The size of the lesion may vary from 1 mm to total involvement of the cornea and is usually oval or circular in shape and contains opalescent fluid. A pseudohypopyon can sometimes be observed within the cyst caused by precipitation of epithelial debris in the lower portion [1, 6, 13]. Surgical intervention is required due to involvement of the visual axis with a drop in vision or for cosmetic purposes.

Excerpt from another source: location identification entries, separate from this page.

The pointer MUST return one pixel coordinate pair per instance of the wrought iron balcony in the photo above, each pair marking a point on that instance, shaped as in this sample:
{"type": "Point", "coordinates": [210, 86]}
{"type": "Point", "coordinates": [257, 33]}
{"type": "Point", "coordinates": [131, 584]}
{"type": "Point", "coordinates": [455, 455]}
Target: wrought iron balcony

Simple cyst aspiration and drainage are associated with recurrence because the epithelial cells are not destroyed [2, 6, 9]. Drainage with chemical cytodestruction is therefore a preferred modality of treatment. Corneal epithelial cysts have been successfully treated with 96 % ethanol . Injection of alcohol into the collapsed cyst cavity in a closed chamber technique allows cytodestruction and minimizes inadvertent damage to the adjacent corneal stroma or endothelium. Whitening of the cyst wall on contact with ethanol ensures that cytodestruction has occurred throughout the cyst cavity. However if destruction of the epithelial cells is incomplete, remaining epithelial cells proliferate and the cyst recurs [2, 6, 9, 11]. Complete excision of the cyst wall after cytodestruction ensures that any remaining viable epithelial cells are also removed and no recurrence is possible.
Our patient was 9 years old and the cyst had been noted since 1 year duration. There was no history of trauma or surgery and no evidence of previous penetrating injury on examination. The epithelial nature of the cyst was confirmed by the histopathological observations. Drainage with 96 % ethanol injection was performed, but the cyst recurred, indicating that some viable epithelial cells survived within the cyst cavity and re-proliferated postoperatively. At the second surgery additional vacuuming was done to remove all possible epithelial cells that may have survived the alcohol irrigation. Scrape excision of the cyst wall was done followed by further vacuuming to ensure complete removal, and resulted in a successful outcome. The incision was also made at the extreme limbal edge of the cyst so as to obtain easier access to perform a more complete cyst wall excision. Vacuuming helps to remove any cyst wall or epithelial cell remnants after cyst wall excision and has not been previously described to the best of our knowledge.
We recommend a combined approach to treating these rare cysts. Cytodestruction must be combined with cyst wall excision and vacuuming to remove any residual epithelial cells, especially if the wall is removed piecemeal.